I have not been to Santon Downham for some time so Richard led the way and what an excellent morning it was too.
|One of 3 Water Rails seen along the river valley|
Our walk through the variety of habitats at Santon Downham would eventually yield 28 species, most of these were common birds, yet beautiful nevertheless.
Another highlight for me was watching a male and female Brambling feeding in a garden with Chaffinches, one of these was certainly a male with his darker head and brighter Orange breast.
|Nuthatch at Santon Downham. One of many seen and heard.|
Mute Swan, Mallard, Moorhen, Water Rail (3), Little Grebe (2+) on river, Great Spotted Woodpecker, Green Woodpecker, Nuthatch (many, including the bird photographed here), Treecreeper, Song Thrush, Mistle Thrush, Fieldfare (1), Robin (very common), Wren, Dunnock, Blackbird, Marsh Tit, Coal Tit (numerous including birds feeding on woodland floor amongst Beech trees), Great Tit, Blue Tit, Long-tailed Tit, Goldcrest, Chaffinch, Brambling (male and female) feeding with Chaffinches, Siskin (many heard), Reed Bunting, Rook and Jay.
The walk around this special site also took us around a very poignant area of beautiful Hawthorn and Blackthorn scrub for it was here where Norfolk's last pair of Red-backed Shrikes bred in 1988.
I wish to thank my good friend Richard Farrow for showing me around this lovely area. Thank you Richard.
Lynford Water (1545 to sunset)
There was a significant change to the landscape to my recent previous visit to this locality. The rolling southern flank of Lynford Water was covered for the most part by Gorse amd Broom, a habitat I was expecting to see Stonechat at, however, for some reason, the whole area was cleared, why, I don't know.

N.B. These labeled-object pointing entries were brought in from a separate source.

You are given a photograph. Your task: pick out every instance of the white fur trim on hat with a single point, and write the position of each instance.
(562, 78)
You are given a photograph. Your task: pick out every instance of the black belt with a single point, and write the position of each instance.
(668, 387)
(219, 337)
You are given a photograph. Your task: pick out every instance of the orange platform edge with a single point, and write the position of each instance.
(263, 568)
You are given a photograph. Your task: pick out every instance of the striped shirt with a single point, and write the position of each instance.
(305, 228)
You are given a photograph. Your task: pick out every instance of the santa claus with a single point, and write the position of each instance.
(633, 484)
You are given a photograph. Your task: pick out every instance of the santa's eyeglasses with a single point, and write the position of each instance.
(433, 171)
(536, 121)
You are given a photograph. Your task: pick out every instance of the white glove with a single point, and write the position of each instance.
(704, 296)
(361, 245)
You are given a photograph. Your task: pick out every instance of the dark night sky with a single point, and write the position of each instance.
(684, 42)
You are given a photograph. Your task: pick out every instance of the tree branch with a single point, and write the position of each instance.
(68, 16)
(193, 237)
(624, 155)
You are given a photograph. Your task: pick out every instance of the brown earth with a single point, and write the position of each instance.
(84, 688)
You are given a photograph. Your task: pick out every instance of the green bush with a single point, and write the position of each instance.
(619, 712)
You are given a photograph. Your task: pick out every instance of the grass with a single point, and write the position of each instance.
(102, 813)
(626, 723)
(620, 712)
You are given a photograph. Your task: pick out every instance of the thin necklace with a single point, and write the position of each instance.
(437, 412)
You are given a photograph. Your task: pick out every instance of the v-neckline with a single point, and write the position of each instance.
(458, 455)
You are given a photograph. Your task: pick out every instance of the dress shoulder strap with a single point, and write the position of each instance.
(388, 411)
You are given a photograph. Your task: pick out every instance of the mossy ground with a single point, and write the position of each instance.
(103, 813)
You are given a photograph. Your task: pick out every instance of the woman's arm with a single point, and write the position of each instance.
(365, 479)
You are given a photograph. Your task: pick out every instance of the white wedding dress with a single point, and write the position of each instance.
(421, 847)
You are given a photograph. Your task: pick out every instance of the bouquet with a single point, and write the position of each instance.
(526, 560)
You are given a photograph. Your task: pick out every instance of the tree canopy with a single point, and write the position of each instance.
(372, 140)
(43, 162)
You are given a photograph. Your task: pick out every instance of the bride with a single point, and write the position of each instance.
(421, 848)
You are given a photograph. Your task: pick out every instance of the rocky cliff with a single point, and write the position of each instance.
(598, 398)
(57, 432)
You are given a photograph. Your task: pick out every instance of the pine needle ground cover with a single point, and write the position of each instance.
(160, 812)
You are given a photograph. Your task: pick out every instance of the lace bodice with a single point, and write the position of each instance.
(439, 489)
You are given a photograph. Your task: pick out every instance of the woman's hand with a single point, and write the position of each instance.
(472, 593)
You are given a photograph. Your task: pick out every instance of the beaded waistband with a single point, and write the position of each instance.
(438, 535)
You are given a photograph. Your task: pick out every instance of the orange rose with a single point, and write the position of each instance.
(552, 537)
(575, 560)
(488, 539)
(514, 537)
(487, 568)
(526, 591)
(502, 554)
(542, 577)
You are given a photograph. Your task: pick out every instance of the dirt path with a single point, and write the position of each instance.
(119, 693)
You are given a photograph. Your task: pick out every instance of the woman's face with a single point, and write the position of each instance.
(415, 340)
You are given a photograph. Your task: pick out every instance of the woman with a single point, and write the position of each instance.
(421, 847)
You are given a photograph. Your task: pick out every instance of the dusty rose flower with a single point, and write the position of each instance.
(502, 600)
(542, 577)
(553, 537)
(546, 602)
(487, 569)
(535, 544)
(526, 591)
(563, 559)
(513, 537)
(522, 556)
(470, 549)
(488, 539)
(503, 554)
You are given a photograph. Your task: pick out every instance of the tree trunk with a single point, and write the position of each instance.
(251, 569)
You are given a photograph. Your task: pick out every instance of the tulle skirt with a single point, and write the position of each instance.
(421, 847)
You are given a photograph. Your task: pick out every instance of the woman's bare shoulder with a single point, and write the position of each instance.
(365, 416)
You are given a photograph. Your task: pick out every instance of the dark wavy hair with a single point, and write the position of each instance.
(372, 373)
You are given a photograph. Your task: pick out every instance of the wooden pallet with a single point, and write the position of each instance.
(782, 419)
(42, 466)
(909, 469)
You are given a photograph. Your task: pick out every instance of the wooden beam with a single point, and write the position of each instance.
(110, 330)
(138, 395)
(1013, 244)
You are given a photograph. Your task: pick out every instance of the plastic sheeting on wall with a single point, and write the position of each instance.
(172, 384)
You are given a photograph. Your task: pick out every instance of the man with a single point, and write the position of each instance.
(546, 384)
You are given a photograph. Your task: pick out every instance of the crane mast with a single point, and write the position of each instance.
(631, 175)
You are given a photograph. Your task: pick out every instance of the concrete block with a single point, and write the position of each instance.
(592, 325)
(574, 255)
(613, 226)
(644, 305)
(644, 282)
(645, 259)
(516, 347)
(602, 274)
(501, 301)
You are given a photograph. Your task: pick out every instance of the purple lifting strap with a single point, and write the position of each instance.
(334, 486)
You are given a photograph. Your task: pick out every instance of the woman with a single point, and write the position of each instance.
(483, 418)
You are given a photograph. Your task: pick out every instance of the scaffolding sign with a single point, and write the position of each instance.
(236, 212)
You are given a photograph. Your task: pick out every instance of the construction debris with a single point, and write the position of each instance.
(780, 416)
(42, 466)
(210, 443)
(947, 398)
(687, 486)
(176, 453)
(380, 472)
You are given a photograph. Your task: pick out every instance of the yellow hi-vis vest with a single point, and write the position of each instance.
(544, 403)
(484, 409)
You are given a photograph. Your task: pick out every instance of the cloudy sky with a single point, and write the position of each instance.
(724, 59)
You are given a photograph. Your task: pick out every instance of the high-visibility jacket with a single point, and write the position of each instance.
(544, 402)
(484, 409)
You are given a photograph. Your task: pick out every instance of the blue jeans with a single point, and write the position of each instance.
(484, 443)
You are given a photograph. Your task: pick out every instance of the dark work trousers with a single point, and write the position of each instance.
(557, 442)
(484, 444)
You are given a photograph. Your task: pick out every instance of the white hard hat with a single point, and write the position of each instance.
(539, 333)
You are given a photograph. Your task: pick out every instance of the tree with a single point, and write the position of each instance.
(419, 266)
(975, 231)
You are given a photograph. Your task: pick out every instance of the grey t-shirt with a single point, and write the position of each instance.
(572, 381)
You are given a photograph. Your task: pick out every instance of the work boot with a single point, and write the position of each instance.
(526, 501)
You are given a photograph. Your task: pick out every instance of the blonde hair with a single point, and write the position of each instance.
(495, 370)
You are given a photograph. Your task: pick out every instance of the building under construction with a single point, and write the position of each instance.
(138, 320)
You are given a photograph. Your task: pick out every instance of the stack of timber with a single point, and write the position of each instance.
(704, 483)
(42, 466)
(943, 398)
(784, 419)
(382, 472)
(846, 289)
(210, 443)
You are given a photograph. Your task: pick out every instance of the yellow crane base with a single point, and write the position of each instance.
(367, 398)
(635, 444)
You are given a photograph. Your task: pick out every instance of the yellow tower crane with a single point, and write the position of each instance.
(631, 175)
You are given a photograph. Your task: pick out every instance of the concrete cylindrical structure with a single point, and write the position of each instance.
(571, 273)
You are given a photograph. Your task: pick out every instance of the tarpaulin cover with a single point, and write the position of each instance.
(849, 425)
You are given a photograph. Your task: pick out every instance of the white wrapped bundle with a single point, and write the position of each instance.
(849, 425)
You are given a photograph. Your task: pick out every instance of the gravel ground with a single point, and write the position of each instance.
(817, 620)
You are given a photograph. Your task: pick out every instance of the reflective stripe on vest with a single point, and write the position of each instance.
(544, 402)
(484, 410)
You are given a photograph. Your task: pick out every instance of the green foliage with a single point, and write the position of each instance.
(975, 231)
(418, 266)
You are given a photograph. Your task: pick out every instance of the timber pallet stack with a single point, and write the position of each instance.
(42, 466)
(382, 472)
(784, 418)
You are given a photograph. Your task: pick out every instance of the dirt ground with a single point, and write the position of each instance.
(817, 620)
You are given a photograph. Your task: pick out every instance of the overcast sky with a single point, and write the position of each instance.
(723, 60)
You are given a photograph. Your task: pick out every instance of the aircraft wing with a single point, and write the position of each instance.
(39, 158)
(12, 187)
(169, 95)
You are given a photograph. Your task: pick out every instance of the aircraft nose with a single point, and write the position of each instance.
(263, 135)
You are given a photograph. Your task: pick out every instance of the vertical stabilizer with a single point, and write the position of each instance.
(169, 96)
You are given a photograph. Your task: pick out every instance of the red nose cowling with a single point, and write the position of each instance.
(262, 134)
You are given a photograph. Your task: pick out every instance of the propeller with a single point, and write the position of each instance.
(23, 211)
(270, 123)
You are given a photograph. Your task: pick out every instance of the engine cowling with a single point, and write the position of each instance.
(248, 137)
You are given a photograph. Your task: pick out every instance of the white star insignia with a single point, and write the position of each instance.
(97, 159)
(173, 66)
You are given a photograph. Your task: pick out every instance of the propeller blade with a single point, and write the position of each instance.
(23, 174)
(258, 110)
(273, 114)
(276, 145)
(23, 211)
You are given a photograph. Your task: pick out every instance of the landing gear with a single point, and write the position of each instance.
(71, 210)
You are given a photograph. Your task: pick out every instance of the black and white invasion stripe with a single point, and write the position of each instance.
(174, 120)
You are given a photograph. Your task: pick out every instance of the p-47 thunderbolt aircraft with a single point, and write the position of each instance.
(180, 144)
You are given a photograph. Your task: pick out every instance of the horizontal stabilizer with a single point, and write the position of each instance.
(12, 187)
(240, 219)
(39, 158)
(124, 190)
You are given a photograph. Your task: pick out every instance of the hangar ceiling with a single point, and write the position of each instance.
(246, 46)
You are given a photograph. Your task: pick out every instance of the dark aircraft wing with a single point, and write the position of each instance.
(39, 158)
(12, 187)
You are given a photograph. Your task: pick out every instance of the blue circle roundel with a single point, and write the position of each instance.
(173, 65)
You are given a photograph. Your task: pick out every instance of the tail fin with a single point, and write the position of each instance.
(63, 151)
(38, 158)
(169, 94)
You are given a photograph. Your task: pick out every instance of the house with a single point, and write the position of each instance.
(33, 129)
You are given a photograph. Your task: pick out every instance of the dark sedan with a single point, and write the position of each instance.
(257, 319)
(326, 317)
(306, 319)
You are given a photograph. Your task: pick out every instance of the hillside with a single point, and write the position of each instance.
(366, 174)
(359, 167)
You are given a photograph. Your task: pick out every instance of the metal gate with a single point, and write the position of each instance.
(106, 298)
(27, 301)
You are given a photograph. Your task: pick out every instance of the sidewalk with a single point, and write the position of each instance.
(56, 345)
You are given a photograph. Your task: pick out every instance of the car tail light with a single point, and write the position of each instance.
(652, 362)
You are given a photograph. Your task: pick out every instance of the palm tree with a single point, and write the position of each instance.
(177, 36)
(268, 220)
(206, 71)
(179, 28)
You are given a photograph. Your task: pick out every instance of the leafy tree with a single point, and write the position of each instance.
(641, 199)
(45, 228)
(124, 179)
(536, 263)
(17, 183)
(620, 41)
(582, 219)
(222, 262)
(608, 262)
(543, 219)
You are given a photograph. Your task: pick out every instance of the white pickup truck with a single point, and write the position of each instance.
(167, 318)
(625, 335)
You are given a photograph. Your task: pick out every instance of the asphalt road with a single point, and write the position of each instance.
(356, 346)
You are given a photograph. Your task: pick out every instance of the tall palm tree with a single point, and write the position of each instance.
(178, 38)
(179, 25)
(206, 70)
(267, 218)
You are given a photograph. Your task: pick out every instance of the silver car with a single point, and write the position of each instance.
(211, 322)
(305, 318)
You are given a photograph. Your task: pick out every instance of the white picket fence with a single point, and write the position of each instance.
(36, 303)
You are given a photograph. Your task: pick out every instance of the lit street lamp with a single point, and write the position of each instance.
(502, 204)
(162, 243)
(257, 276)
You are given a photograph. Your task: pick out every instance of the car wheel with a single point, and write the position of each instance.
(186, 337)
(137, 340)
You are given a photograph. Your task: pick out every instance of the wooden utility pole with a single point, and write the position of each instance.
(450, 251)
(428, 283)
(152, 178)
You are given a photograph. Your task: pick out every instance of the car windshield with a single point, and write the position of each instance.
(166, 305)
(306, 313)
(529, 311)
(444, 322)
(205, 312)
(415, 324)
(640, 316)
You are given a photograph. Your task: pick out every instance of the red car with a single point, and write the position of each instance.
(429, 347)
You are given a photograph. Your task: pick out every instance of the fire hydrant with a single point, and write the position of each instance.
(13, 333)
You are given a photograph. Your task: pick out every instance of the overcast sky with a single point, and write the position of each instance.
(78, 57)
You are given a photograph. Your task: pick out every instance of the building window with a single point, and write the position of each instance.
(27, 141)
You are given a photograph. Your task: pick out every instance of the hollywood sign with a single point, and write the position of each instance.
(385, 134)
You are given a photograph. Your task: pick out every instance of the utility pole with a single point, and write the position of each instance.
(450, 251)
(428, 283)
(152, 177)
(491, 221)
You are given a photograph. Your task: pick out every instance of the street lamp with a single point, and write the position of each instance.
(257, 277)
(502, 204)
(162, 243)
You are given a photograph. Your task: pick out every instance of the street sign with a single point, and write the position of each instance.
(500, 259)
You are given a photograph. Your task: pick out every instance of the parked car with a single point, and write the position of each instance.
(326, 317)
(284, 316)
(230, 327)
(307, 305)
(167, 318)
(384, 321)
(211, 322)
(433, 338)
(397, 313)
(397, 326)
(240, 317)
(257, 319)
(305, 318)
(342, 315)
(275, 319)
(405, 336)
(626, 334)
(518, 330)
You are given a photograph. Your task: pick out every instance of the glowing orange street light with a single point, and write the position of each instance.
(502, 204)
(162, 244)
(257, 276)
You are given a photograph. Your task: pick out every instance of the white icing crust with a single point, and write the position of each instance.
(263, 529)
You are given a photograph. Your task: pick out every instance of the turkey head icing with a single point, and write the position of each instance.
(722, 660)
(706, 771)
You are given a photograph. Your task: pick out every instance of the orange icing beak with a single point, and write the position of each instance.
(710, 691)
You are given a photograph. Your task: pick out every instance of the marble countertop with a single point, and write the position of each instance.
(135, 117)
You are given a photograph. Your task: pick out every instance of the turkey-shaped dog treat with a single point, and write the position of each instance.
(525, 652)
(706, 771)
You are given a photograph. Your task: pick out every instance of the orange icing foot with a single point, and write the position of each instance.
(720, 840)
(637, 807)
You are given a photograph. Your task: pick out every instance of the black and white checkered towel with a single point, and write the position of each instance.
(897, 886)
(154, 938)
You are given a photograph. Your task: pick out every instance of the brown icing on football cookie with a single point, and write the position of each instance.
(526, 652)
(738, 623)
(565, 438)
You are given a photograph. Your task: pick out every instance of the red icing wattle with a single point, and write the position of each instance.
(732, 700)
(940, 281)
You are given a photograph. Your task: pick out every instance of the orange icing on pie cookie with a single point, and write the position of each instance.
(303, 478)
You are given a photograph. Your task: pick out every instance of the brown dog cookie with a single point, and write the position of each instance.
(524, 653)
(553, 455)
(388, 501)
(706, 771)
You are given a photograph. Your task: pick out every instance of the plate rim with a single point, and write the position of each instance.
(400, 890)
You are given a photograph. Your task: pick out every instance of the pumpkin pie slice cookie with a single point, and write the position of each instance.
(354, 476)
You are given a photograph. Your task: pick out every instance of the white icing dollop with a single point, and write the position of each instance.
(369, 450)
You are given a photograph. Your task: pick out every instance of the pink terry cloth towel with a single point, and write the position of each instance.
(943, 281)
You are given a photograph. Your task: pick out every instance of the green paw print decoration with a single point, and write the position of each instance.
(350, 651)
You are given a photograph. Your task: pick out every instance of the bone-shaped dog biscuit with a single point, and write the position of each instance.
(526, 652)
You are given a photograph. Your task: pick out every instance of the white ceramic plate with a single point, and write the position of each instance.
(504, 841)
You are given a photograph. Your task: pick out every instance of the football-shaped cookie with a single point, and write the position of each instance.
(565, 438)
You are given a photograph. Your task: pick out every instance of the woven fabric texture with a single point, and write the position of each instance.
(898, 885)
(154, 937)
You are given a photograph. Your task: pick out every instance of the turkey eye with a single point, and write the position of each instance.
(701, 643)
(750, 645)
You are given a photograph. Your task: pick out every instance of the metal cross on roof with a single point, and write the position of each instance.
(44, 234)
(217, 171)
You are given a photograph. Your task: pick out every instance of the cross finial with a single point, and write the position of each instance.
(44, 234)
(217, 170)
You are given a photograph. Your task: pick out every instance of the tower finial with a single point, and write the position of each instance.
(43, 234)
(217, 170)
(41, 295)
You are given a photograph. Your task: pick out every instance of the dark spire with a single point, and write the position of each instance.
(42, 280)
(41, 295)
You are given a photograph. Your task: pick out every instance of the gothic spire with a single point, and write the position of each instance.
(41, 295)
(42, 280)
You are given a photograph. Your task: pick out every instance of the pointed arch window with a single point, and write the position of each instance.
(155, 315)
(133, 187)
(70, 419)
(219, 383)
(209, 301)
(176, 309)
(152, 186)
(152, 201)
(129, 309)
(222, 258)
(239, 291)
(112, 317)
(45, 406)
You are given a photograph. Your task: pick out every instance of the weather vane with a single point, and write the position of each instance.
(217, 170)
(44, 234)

|Goosander (male and female) Lynford Water 06/02/15|
On the far side of the water, a bright white object close to the shore was a male Goosander with a female 'redhead' close by. The presemce of this beautiful 'sawbill' clearly indicates a hard weather movement from presumably Europe or Northern Britain where much snow has fallen in recent weeks.
Also seen on the water was Mute Swan (pair), Moorhen, and a single Little Egret slowly and stealthily moving along the reed edged water. Passerine species included Robin and a number of pre-roost Blackbirds in darkening woodland. I left Lynford with the sun setting and clear skies heralding another frosty night to come.